When I was just a toddler I was adopted by a childless couple. My father who had a deep distaste for women resented my personality in every way. I grew up never knowing what to do or how to behave in front of him or around him since the punches and poundings came at me with not a consistent origin or cause. I made things worse for myself because I was headstrong and full of life, which meant, without meaning to, I defied everything about him.
Even though I managed to leave those two people at age fifteen, it took me a very long time to learn how to honor my own voice and to trust what I think and what I feel. As a grown woman, I am still coming into my full self.
A few years after I left them, my mother said to me, “if you had been prettier, softer, more girl like in your behavior, he would not have beaten you.” She may have been right in some ways.
All of his beating, physical and emotional, was to beat out of me who I was. My mother used to say to me when I was a little girl, “you are too smart for your own good. That’s why you are a bad girl.”
In response I used to pray every day for God to make me not so smart, so that I could be good.
What I grew up into, how I ended up responding to those two people in my childhood, so that I don’t let them win, is to become passionate about making a positive difference in the lives of children. I can call myself a survivor.
But I know another survivor. She has been through the hell and back and really not many think of her that way because she has never let anyone think of her that way.
The abuse that she has endured is not quite as obvious as a child abuse and the toll that must have taken in her life and her heart is not readily apparent because she will never tell you that or does she appear to even look at herself that way.
In the end she has turned herself into so much more than a survivor, but a super strength woman because she managed to power through the pressure of emotional punches and stayed on course of her life, her own hero’s journey and never allowed those immense pressures and roadblocks to stop her from doing her work.

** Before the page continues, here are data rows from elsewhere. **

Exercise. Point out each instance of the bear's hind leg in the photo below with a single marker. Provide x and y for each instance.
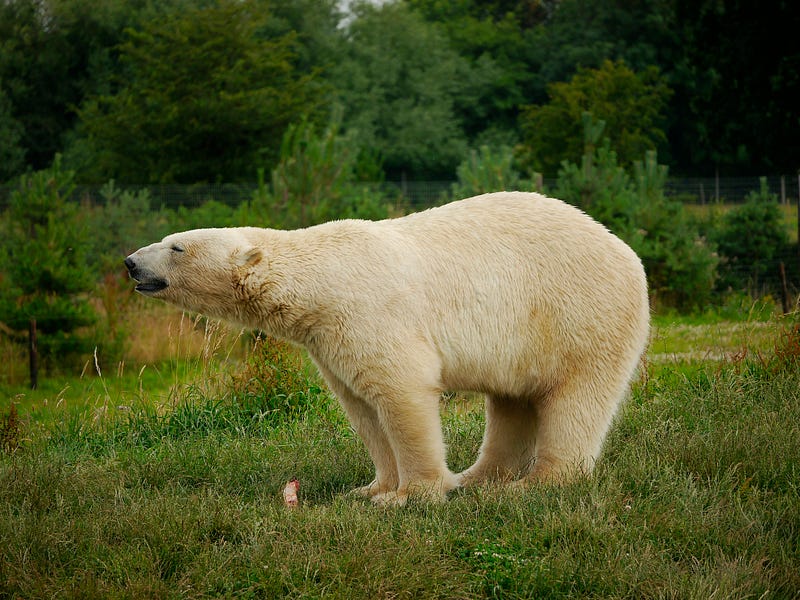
(364, 419)
(572, 423)
(412, 424)
(508, 442)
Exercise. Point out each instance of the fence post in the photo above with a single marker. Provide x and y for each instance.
(33, 351)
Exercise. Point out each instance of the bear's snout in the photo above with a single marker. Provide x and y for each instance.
(147, 282)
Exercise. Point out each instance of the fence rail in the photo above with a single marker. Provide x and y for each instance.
(418, 194)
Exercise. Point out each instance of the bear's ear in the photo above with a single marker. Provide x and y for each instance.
(248, 257)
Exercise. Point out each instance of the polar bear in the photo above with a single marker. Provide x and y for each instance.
(515, 295)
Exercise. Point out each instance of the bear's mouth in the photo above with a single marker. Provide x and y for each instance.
(151, 286)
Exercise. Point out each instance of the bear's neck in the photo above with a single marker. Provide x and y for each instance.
(284, 295)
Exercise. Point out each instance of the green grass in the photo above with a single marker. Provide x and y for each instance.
(697, 495)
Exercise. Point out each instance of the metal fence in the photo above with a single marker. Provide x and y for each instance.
(421, 194)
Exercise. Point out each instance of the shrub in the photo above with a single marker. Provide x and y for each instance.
(487, 170)
(316, 181)
(750, 238)
(680, 263)
(43, 264)
(274, 383)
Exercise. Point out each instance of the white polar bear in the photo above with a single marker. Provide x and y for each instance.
(518, 296)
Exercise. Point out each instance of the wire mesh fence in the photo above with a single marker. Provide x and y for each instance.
(421, 194)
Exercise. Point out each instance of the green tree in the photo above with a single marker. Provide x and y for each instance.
(736, 86)
(751, 237)
(12, 155)
(52, 53)
(492, 38)
(206, 97)
(631, 104)
(397, 85)
(316, 180)
(680, 264)
(46, 277)
(488, 170)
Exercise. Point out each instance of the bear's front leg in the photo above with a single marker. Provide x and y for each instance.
(412, 424)
(364, 419)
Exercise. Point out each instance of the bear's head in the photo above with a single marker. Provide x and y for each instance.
(203, 270)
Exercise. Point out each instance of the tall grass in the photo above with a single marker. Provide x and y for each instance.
(697, 495)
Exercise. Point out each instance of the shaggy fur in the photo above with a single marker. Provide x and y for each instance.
(518, 296)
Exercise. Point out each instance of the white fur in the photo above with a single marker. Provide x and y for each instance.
(515, 295)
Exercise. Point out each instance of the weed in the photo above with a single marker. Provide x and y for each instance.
(10, 430)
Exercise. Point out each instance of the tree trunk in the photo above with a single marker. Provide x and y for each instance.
(34, 354)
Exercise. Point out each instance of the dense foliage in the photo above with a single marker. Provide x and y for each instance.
(190, 91)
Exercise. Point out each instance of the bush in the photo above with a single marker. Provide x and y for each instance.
(315, 181)
(680, 263)
(487, 170)
(751, 238)
(44, 265)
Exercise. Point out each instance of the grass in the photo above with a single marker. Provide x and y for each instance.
(697, 494)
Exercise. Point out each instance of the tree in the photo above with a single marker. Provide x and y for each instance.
(751, 237)
(631, 104)
(398, 83)
(43, 264)
(12, 155)
(206, 97)
(680, 264)
(53, 53)
(736, 84)
(316, 181)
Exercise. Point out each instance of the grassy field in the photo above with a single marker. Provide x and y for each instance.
(166, 482)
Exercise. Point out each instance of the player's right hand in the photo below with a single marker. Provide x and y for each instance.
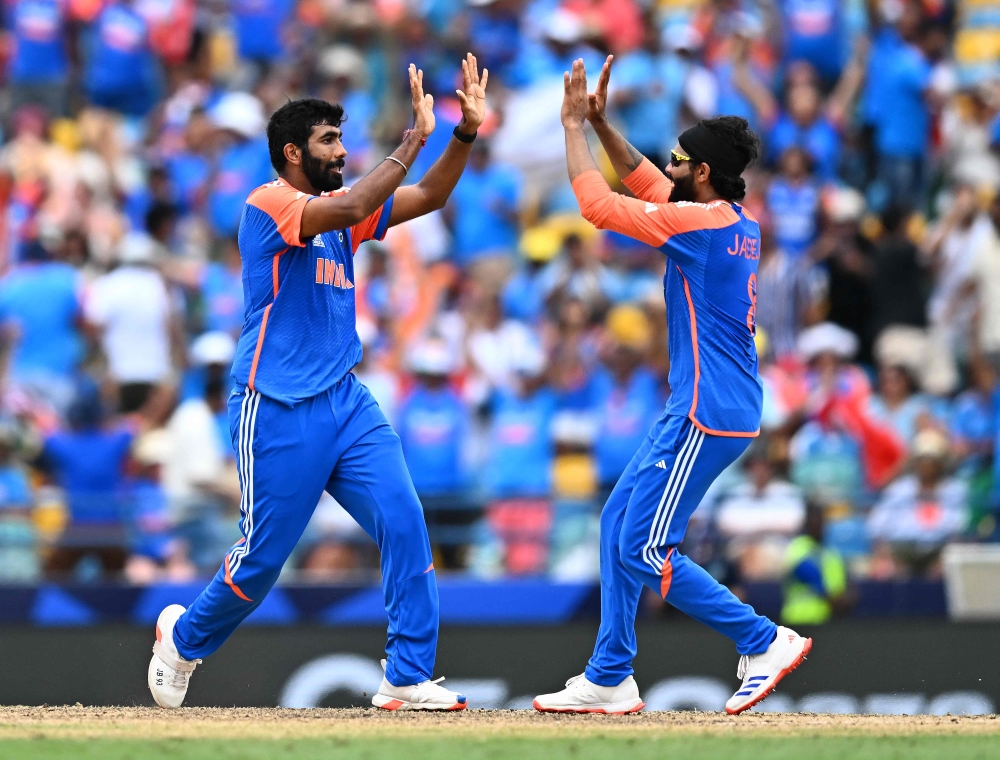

She is a superhero because most normal humans would have quit a long time ago. She has fortitude unlike most.
Her abusers, GOP and others with motivations that I cannot explain have put her into awful positions. They have pushed her off balance with the games that continued to change. She has had to adopt and adjust so that she, a woman could survive in order to stay in the game, that which many now use to accuse her of being dishonest. But through all of this she does not complain or claim being victimized.
If she cannot express what is deep in her heart, we the world had forced it upon her. She would have been accused of being weak or she would have been cut off of her path.
If she had lived her life like Bernie Sanders, she would have never made it this far in the political game.
She has had to fight off million different forces that Bernie Sanders could never even imagine or understand.
I am with Hillary Clinton because I am so damn proud to watch a woman not let anything crumble her and she fights.
Her slogan that she is fighting for us, is so appropriate. She has fought an amazing fight and she is still standing. I cannot think of anyone who can match that strength, that tenacity and endurance.
Throughout this campaign, she never once wined. She never once said woe's me, look what they are doing to me. She never aligned herself with the imagery or the idea of victimhood.
That to me is a measure of a true leader.
Hillary Clinton makes me proud to be a woman.